Posted on 23 Mar 2011
Munich Re provisionally estimates that its claims payments for the devastating earthquake and tsunami in Japan will total some €1.5 billion. As a result, its profit target of around €2.4bn for the financial year 2011 can no longer be maintained.
This initial loss estimate is based solely on modelling. Owing to the extent of the destruction, further possible aftershocks and difficult clearing-up operations, it will be many weeks before the losses are assessed and all the claims notifications from Japanese primary insurers have come in.
As many reinsurance covers do not attach until very high losses have been sustained by individual cedants, it will only become apparent at a later stage whether and to what extent reinsurers are affected by losses under particular treaties. Further uncertainties result from the impact on international flows of goods and supply chains from business interruptions suffered by Japanese industrial producers.
The magnitude 9.0 earthquake on 11 March struck the northeast coast of the main island of Honshu. Following the quake, whole towns on the northeast coast were devastated by a massive tsunami. "The earthquake was not only the strongest ever recorded in Japan: it was also the fourth most severe ever measured anywhere in the world", said Torsten Jeworrek, Munich Re's Reinsurance CEO. "That makes clear the extent of the losses and the suffering. Our full sympathies are with the Japanese people and our clients there." Munich Re's business relations with Japanese insurance companies date back to 1912.

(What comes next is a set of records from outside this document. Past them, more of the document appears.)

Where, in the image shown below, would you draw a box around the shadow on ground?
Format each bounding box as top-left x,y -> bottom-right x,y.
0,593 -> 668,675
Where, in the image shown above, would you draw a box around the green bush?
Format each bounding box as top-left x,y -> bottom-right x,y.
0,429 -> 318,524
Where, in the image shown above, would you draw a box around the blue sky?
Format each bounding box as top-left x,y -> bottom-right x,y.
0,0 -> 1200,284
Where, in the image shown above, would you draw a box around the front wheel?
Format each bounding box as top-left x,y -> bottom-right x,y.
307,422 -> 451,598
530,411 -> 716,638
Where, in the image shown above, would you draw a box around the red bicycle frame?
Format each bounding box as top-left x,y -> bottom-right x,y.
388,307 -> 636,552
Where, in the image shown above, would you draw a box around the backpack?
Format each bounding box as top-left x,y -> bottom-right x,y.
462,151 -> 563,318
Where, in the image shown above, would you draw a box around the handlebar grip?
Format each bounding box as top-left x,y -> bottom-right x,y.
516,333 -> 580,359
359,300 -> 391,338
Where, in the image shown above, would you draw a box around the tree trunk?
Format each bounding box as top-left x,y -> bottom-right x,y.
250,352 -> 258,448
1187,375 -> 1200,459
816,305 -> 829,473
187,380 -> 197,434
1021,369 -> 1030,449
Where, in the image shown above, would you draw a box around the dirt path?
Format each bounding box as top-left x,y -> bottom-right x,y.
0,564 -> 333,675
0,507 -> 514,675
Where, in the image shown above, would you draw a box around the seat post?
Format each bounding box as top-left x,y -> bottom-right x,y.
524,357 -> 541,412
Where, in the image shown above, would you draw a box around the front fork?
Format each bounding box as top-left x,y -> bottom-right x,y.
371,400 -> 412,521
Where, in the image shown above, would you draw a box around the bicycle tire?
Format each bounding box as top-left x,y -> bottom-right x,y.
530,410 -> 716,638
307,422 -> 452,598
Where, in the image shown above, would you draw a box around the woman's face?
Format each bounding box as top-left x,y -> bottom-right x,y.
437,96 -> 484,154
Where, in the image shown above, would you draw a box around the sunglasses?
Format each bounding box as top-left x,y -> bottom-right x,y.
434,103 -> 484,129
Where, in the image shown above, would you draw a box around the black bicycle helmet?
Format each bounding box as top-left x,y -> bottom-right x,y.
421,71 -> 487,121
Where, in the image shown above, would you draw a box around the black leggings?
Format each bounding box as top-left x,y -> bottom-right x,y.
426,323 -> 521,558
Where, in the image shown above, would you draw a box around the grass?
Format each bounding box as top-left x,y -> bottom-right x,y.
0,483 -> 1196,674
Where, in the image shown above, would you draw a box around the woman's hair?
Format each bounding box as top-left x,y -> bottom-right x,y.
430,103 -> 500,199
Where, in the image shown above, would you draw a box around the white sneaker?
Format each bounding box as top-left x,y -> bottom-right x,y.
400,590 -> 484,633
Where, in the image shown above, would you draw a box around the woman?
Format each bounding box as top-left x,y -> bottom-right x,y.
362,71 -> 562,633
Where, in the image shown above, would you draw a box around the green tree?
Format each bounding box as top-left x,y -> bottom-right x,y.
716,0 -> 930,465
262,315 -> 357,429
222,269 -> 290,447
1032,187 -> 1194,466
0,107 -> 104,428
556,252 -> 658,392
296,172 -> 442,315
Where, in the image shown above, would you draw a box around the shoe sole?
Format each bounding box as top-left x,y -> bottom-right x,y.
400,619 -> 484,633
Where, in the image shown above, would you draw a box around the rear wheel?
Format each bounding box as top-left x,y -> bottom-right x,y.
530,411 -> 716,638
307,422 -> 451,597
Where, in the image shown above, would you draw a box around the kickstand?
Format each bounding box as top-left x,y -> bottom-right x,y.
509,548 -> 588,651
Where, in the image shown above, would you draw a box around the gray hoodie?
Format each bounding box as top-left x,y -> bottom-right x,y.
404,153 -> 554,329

"We will naturally continue to make our capacity available to our clients in Japan and support them in dealing with the losses. We can be counted on, particularly at moments like this, and are in close contact with our clients", stressed Jeworrek.
The losses for Munich Re result mainly from covers in commercial business. With the exception of covers placed with mutual insurers, earthquake insurance for residential buildings in Japan is provided solely by the Japanese earthquake pool, which is insured by the Japanese state together with private Japanese insurance companies. Due to supervisory regulations, risks from the earthquake pool may not be transferred to the international reinsurance market. The private insurance industry will not be significantly affected by the accidents at the Fukushima nuclear power plant.
For Munich Re, the first quarter of 2011 had already been marked by high losses from the earthquake in New Zealand, the floods in Brisbane and Cyclone Yasi in Australia. Now including the projected losses from the earthquake and tsunami in Japan, the major-loss burden from natural catastrophes amounts to over €2.5bn (after retrocession and before tax), thus far exceeding the volume to be expected for this period. That means the profit target for 2011 of around €2.4bn is no longer achievable.